Operation of the Stephens Island light
The light was first lit in 1894. Oil was initially used to power the illumination. In 1938 the light was converted to electric power, supplied by diesel generators.
The Stephens Island station was one of the last to be automated. The last keepers were withdrawn in 1989.
In 2000 the original light was removed and replaced with a new rotating beacon, located within the original tower.
The new light is fitted with a 50 watt tungsten halogen bulb powered by battery banks charged by solar panels.
The light is monitored remotely from Maritime New Zealand’s Wellington office.
Life at Stephens Island light station
Access to Stephens Island was extremely difficult. Keepers first had to journey from Wellington over the turbulent seas of Cook Strait. Then upon reaching Stephens Island, the way ashore was via a basket swung on the end of the station’s crane. Passengers and goods were winched from the deck of the servicing ship onto the shore. Keepers and their families then had a long walk up the 180 metre-high hill to their homes.
The introduction of helicopters, used to service the lighthouse, greatly improved access to the Stephens Island light station.
On Stephens Island the keepers were also honorary wildlife rangers. They kept a watchful eye on the tuataras and the dove petrels which also inhabited the island. Keepers were often paid an honorarium by the Wildlife Service to keep a check on visitors, maintain fences and provide reports on wildlife matters.
Stephens Island station was a lonely and difficult post.
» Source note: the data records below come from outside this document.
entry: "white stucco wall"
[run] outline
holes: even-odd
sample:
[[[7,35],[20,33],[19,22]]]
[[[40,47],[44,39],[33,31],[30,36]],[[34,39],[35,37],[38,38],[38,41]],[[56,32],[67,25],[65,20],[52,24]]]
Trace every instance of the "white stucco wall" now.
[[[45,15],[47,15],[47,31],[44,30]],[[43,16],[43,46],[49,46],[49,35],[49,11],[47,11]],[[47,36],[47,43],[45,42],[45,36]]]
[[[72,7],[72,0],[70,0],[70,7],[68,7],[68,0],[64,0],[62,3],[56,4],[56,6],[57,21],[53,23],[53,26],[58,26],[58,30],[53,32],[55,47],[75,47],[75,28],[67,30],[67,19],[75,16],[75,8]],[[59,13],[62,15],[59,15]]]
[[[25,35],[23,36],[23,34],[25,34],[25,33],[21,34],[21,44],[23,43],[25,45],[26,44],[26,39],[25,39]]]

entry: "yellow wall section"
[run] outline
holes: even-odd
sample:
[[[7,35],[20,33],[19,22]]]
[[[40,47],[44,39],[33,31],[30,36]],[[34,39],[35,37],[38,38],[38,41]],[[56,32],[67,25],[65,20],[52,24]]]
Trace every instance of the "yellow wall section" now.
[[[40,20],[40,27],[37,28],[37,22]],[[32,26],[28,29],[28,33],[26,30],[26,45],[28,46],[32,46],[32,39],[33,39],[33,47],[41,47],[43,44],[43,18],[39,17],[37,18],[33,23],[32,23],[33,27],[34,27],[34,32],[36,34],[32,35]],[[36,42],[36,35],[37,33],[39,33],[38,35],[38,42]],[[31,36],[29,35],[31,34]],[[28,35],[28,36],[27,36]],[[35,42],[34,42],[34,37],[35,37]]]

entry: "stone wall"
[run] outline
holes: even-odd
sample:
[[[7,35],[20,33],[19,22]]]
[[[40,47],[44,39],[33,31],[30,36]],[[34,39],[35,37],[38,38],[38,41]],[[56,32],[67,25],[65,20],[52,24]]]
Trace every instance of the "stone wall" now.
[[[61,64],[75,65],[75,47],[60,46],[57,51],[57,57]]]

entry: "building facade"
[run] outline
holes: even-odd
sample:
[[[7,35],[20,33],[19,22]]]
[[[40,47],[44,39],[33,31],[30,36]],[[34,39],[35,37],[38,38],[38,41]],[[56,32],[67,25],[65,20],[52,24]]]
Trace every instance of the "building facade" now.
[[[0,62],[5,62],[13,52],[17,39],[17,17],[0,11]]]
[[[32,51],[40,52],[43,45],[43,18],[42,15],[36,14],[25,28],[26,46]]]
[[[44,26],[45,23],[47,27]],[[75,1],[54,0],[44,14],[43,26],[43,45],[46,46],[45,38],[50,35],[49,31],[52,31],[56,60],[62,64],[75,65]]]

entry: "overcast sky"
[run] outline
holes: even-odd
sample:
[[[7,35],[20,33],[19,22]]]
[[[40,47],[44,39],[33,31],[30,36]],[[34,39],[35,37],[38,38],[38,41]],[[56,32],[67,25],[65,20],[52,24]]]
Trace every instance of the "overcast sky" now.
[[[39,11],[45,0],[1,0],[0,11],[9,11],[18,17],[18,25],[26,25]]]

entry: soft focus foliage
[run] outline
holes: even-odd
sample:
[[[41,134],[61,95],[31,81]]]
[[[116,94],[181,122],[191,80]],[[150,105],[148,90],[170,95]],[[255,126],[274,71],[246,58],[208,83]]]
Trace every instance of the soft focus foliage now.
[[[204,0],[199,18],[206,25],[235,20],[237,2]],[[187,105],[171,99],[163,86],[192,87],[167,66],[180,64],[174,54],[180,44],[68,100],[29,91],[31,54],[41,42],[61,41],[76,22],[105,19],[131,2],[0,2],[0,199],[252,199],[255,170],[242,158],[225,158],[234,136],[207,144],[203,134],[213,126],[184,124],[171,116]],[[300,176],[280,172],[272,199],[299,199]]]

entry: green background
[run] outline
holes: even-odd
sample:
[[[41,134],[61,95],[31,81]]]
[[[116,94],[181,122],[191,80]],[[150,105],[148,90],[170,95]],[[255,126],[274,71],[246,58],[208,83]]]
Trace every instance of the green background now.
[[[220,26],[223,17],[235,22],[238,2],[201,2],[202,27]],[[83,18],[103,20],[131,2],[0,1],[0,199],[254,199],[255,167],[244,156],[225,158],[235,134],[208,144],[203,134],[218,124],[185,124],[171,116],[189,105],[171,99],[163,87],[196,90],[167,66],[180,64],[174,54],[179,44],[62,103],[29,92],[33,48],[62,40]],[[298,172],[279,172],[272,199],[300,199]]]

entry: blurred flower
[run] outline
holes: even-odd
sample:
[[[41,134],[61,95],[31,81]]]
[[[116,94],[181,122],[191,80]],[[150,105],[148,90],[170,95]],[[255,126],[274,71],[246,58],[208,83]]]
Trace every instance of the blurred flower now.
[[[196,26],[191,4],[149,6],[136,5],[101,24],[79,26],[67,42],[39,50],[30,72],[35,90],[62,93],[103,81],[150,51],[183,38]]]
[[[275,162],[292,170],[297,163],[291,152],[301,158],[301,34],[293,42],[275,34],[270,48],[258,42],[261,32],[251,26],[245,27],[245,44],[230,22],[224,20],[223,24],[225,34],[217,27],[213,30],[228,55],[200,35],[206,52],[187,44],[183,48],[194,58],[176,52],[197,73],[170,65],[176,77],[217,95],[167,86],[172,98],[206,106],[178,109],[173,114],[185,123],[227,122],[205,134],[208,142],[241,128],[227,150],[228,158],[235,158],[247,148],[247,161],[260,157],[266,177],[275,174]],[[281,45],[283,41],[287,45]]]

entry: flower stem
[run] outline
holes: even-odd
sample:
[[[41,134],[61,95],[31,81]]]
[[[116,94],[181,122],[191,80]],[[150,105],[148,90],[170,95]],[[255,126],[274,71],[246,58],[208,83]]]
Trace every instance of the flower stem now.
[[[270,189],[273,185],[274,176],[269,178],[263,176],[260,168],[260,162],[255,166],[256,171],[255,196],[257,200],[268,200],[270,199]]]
Right up until its automation in 1989, the only communication with the mainland was by means of a radio telephone. This was only supposed to be used for lighthouse duties. It was this seclusion however that was often the attraction to those living on light stations like Stephens Island.
In 1980 one of the last keepers at Stephens Island told the Weekend Star newspaper that life on the station:
“...makes you realise much about yourself and your own capabilities. Out here you end up being true to yourself. You have no outside pressures coming in. We live life to the full here, the way we want to live.”
Two of the original keeper’s houses have been retained and are used by the Department of Conservation.